Three genes A, B, C are located in sequence along a chromosome and have two allelic forms each (A,a), (B,b) and (C,c). The following frequences are observed for these genes in a large population:

ABC=1/4, AbC = 1/4, aBC = 0, abC = 0, ABc = 0, Abc = 0, aBc = 1/4, and abc = 1/4

a. Compute the pairwise gene frequences P_AB, P_Ab, P_aB, P_ab etc for the three types of two gene combinations.

b. Compute D\'_AB, D\'_AC, and D\'_BC. Which pair of genes are in high linkage disequilibrium, and which pairs are not linked?

Solution

a) Expression of most character depend on more than 1 locus.

Pair wise gene frequency can be given as-:

First we take combination of two alleles in form of Aa and Bb

So pair wise frequency for two pair Aa Bb can be express as

PAB= P_A x P_B

PAb= P_A x P_b

PaB=P_a x P_B

Pab= P_a x P_b

Gene frequencies =product of frequency of constituent alleles.

Also if,

P_AB =1/2

P_Ab = 0

P_aB = 0

P_ab = 1/2

Then P_A = P_a = P_B =P_b = 1/2

P_A.B =1/2 is not equal to P_A x P_B = 1/4

P_Ab = 0 not equal to P_A x P_b

From the above results we can say that population will approach linkage equilibrium.

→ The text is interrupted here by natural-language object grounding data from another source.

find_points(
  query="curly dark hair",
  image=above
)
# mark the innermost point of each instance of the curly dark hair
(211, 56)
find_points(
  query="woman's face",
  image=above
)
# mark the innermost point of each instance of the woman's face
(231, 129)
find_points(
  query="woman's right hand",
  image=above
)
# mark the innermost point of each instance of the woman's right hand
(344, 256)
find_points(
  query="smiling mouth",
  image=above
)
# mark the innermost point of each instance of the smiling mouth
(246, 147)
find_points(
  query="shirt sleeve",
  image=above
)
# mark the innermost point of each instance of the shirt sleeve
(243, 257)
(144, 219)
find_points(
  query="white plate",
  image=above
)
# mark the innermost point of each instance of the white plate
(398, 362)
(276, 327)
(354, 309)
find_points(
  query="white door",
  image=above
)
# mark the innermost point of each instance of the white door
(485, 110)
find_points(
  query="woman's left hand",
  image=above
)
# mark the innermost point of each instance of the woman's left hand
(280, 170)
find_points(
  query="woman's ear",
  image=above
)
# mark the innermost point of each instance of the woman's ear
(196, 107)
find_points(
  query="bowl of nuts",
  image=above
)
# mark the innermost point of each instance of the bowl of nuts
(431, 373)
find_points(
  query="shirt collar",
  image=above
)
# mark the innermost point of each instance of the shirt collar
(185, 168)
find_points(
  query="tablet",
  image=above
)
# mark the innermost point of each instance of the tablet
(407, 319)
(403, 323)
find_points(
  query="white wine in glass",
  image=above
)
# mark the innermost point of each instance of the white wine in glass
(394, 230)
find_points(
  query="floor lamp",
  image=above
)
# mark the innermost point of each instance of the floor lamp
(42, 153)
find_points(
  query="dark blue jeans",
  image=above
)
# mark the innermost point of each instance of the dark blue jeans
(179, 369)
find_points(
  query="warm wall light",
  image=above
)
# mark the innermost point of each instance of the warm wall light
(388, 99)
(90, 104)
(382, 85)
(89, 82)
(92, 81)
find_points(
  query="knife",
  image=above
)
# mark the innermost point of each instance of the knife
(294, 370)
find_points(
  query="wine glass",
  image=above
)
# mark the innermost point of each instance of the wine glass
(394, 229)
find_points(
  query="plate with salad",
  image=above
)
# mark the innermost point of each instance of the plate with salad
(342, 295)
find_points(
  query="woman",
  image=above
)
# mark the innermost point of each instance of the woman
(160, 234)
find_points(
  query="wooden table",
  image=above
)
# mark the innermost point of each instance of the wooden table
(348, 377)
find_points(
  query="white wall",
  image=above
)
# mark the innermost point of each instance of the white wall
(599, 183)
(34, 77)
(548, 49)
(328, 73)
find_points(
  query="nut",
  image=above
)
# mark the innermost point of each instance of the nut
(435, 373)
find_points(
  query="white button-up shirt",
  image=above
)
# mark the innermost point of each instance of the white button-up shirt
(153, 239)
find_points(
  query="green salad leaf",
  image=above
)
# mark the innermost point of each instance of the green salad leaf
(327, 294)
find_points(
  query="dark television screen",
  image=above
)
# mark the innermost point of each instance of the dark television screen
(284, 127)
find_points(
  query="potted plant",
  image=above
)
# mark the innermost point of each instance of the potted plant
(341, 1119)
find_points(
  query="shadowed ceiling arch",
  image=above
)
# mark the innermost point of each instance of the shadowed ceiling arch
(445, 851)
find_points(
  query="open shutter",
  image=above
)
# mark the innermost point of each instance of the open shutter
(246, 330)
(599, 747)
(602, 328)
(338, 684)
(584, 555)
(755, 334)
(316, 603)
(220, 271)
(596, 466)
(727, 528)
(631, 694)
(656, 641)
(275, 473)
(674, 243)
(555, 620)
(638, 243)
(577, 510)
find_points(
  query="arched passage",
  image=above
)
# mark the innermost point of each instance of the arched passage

We can calculate for other combination Aa Cc and Bb Cc by following above method.

b) If two loci are in linkage equilibrium then D=0

DAB = P_AB P_ab - P_Ab x P_aB

D\'AB =P\'_AB P\'_ab - P\'_Ab x P\'aB

So if D=0

P_AB = P_A x P_{B ,} P_Ab = P_A x P_B

D= 1/2 x1/2 - 0 = 1/4

D is not equal to zero so these pair are in linkage disequlibrium.

D\'= (1- r) D

Where r is the rate of combination between locus A and B

If loci are very close on a chromosome r= 0 ( tightly linked)

If loci are far apart on different chromosome r=1/2 ( loosely linked).

The pairs are tightly linked as D is not equal to zero.

As if r is greater than 0 D tends to zero.

Similarly we can calculate for D\'AC and D\'BC.